Adam watched the woman as she rang for a servant. She asked for Georgina.

He waited.





Chapter 31





Georgina poured water into a glass and handed it to the young woman, Madeline. When she’d arrived back at Bristol Hospital asking Nurse Catherine for work, the woman hadn’t hesitated. She’d even found a home and lot for Georgina.

“Here, sit up.” Georgina gently guided the woman forward and held the drink to her lips.

The woman took several sips before settling back into the bed. “You are an angel, Miss Wilcox.”

Georgina winced. “I’m no angel.”

I’m just a woman, flawed and imperfect.

“Are you Eve?”

Adam’s taunting whisper curled around her brain, the memory of their first meeting as clear as a clean Bristol sky.

“Miss, are you all right?”

She gave her head a clearing shake. “Forgive me,” she said. “I’m fine.”

“Miss Wilcox?”

Georgina jumped at the unexpected intrusion and she scrambled to her feet. “Yes?”

The young maid, Jane, smiled. “Nurse Catherine has requested your presence in her office.”

Her heart raced. Georgina lived in constant fear that one day Catherine would find Georgina guilty for the crimes of her father and toss her from Bristol Hospital. Then Georgina would be well and truly lost.

Jane cleared her throat and Georgina started. “She just said it was an urgent matter, miss.”

Oh God, an urgent matter. While Georgina made the long trek to Nurse Catherine’s office, she told herself it could be anything or nothing at all but the worst possible scenarios played out in her head.

The young maid scurried off.

Georgina leaned against the wall and closed her eyes, willing away memories of Adam though they refused to stay buried. He was everywhere. There was no escaping him.

She knocked on the door.

“Enter,” the woman called.

Georgina opened the door, but hesitated at the threshold. “You wished to see me?”

She gestured her forward. “My dear, there is someone who requested an audience with you.”

She furrowed her brow. The only people who would ever have a need for her were Father and Jamie—and they were both dead.

“Hello, Georgina.” That deep baritone that haunted both her dreams and nightmares filled the room.

She spun around and her hand flew to her breast.

Adam!

In her darkest moments she imagined he’d forgotten about her. She’d tortured herself with the truth—he’d surely not thought of her. Only he was here now. Her mind went blank and she searched for words. “Adam.” Why are you here?

An indecipherable look passed over her face.

Odd, she should know him so very well and yet he may as well be carved from stone for the stiffness to him. She wet her lips. “Why you here?” Then a niggling of fear pebbled in her belly.

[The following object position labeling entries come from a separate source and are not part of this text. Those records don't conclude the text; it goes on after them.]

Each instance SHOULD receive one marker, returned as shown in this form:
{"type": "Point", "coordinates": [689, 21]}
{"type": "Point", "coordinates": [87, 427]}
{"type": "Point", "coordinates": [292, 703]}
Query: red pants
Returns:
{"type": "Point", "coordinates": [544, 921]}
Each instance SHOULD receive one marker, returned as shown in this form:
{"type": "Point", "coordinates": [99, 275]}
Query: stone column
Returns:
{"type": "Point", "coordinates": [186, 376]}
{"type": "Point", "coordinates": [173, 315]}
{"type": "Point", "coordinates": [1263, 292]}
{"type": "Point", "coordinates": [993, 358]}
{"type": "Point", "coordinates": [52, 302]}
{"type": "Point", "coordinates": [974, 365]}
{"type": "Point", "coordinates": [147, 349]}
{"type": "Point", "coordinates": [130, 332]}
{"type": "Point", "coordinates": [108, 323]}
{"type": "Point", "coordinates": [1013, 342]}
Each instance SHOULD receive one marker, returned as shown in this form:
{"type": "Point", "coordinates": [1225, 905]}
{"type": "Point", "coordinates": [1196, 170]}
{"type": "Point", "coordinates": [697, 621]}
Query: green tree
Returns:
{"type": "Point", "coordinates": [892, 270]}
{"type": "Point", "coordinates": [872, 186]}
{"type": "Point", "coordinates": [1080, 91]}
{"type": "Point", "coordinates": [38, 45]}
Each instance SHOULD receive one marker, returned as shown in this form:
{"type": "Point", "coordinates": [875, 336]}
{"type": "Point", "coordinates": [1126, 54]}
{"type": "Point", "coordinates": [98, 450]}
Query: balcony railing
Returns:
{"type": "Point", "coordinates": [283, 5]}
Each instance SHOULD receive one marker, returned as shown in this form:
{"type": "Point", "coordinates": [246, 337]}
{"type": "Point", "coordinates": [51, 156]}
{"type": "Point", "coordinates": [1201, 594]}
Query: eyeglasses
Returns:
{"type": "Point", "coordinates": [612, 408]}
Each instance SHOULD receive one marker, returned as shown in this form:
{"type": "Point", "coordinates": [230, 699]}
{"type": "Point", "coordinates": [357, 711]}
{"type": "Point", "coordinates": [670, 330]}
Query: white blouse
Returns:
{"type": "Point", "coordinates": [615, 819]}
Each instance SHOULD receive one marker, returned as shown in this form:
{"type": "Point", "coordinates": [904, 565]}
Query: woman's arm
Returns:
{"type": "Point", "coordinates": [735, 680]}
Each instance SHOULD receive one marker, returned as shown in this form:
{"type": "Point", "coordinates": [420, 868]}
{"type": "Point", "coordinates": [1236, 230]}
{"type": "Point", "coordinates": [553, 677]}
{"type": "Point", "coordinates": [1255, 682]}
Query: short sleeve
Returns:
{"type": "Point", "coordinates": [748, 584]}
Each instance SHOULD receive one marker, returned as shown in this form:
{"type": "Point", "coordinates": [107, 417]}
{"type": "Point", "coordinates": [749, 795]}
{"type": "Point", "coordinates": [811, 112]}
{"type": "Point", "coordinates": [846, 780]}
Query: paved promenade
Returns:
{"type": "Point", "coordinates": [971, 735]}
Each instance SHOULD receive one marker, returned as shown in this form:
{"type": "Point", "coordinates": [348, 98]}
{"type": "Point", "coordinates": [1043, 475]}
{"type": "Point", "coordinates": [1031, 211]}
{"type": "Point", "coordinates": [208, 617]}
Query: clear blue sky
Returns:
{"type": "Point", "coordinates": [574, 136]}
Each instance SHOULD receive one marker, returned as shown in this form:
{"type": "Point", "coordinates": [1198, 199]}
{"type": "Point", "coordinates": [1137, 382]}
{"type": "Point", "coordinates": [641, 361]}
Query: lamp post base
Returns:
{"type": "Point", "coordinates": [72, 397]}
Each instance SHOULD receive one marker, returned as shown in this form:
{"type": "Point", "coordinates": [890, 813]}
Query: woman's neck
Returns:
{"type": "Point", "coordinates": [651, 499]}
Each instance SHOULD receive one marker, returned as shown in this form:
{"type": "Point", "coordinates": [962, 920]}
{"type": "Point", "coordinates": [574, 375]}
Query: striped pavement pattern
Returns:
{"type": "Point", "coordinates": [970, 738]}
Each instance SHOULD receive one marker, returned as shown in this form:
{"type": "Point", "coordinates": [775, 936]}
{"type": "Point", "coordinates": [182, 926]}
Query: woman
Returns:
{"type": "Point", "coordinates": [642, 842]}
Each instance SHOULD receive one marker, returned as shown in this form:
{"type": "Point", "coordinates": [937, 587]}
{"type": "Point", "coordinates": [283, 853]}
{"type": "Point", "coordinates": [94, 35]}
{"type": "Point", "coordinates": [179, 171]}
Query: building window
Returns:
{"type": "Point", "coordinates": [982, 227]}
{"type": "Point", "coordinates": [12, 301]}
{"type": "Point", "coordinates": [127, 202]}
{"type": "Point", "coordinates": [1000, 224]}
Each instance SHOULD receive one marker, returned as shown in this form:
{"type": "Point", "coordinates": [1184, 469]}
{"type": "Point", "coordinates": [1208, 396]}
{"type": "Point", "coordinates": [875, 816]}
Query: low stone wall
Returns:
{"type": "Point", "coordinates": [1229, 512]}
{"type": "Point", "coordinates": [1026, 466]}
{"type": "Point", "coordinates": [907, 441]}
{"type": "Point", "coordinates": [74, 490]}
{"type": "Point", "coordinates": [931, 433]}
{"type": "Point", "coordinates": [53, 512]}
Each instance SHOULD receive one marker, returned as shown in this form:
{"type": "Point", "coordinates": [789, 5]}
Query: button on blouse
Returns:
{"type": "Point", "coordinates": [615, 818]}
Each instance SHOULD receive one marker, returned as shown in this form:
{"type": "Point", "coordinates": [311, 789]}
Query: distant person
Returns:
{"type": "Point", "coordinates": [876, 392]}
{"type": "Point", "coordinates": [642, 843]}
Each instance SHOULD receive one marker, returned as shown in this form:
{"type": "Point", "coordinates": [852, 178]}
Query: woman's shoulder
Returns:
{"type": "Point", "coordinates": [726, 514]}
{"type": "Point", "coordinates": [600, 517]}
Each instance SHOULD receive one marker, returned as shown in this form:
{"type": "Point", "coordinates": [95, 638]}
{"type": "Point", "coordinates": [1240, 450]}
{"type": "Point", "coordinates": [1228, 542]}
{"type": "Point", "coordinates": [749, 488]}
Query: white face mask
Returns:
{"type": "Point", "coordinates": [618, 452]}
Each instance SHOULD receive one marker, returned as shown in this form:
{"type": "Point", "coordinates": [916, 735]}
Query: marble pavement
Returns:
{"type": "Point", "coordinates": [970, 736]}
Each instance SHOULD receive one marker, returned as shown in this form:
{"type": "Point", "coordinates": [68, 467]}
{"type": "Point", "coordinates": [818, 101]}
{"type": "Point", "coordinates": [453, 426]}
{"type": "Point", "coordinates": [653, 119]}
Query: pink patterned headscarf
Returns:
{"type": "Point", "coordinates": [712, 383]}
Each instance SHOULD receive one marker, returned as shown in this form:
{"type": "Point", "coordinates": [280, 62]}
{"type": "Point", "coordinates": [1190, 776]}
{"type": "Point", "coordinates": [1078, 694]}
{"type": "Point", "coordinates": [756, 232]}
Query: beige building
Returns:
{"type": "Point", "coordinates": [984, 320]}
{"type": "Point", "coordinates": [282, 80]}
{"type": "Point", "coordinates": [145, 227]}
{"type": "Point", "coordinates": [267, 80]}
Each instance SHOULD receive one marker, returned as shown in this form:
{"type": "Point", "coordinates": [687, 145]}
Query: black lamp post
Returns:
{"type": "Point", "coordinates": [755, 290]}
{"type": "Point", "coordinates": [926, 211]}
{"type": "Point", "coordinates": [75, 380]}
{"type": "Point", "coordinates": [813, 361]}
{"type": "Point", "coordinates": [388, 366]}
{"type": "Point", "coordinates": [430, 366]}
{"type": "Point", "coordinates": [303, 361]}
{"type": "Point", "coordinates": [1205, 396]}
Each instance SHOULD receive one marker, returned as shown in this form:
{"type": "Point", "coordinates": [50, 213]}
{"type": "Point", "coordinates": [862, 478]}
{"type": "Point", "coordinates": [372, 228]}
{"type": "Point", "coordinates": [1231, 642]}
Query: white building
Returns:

Gooseflesh dotted her skin at the sickening possibility that he’d come for no other reason than to retrieve her, to bring her to justice, to…She took a step back, toward the door.

He stretched a hand out. “Don’t go,” he said hoarsely. “Please.”

Please. This man who’d endured countless days of torture at her father and Jamie’s hands had never pleaded once. Now he would beg her. To what end?

Georgina nodded once.

“May I speak to my wife alone?” he said quietly.

Georgina’s lips twisted. “I’m not your wife.” He’d not wanted her. She hated the inherent weakness in her that the pain of his betrayal should still ravage her heart.

He closed the distance between them. He stopped a hair’s breadth apart from her. “You are my wife and I’d like to speak to you alone.”

Catherine interjected. “If Georgina will not speak to you, I will have to insist you leave, sir. I merely allowed this extraordinary meeting because I believed you were her husband. However—”

“I’ll speak to him,” Georgina said. She looked back to Adam. “I’ll speak to you, but when you are finished you must leave.”